No photos are allowed inside, so here's the story as I saw and heard:
A central dictatorship wasn't working, there were food shortages and many other problems. There was rampant discrimination, kids were trained to be communists, even songs and holidays were changed.
People felt they had to whisper to talk and terror was in full effect. Religion was banned, and the government asked for reports where family members reported on each other for acting against the government. People hid weapons to be prepared to fight and 1000s were killed by the government for doing for doing that and other acts of sabotage. Many people were deported if they weren't killed.
The government forced people to farm the land. The government took most of the crop and only excess above the quota could be sold by the farmer.
They say mail was controlled and spied on. Propaganda was everywhere, bright colors and positive communist messages on radio, news, posters, etc. Religion was banned and replaced by all-knowing leaders. Faith was punished as a crime.
I'm walking through room after room of professionally designed layout that really makes you see and feel what it felt like during these times. Here's where it got intense...
They pack an elevator shoulder to shoulder. It goes down to the basement very very slowly while playing a video of a man describing how people were killed on Andrassy ut.

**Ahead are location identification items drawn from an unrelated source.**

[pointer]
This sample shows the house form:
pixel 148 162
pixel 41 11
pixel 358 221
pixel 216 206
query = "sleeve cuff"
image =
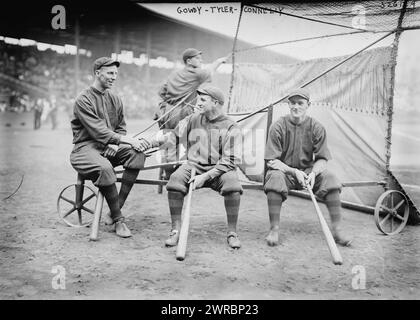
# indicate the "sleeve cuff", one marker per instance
pixel 213 173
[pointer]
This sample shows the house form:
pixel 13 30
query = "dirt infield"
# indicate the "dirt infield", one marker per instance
pixel 33 241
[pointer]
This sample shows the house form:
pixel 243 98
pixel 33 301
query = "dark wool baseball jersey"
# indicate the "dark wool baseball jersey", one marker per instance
pixel 297 145
pixel 98 116
pixel 215 143
pixel 182 81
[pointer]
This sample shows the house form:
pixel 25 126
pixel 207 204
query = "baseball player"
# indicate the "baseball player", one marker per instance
pixel 100 141
pixel 213 147
pixel 297 156
pixel 182 84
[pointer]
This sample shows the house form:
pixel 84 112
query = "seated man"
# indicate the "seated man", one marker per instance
pixel 213 147
pixel 297 155
pixel 100 141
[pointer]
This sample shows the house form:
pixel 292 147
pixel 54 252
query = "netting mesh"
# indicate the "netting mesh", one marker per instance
pixel 378 15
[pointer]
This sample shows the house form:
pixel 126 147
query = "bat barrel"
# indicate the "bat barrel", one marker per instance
pixel 332 246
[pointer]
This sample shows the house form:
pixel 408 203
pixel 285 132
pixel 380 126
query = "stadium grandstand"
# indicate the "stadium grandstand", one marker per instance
pixel 38 61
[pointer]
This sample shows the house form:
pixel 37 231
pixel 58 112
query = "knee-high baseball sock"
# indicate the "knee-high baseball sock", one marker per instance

Since we're packed in there, it heats up quickly with body heat, let alone the message we're hearing and experiencing.
It was then that I realized this is 60 Andrassy ut. This is the government building and jail where it all happened.
Then you're in the prison, the basement of the building. There are concrete tiny rooms, one room barely fit my shoulders, they said it was 60x57cm. There were 2 light bulbs at eye level and water at your feet. This cell was found in the year 2000.
Students led a change in the 50s, 1956 was their revolutionary war. The photos and videos were very sad, pure ruin, bridges under water, lots of dead people.
The museum rooms were beautiful. Especially the "room of tears", which was a dark room with thousands of backlit names on 4 walls around the room. There were tiny led lights on top of black sticks to represent candles and lives.
1989 is when the last soviet advisors left. 1991 soviet troops were gone. This museum opened on Feb 25, 2002.
I left the building with several tears beading up.
Walking outside, the street felt different, in fact the world felt a little different. So many parallels to things that still happen today, whether in politics or somewhat in business (in a much different way of course).
Things felt a little different |
As I think about it, there wasn't a happy ending, more like a cautious, "and that's where we are now".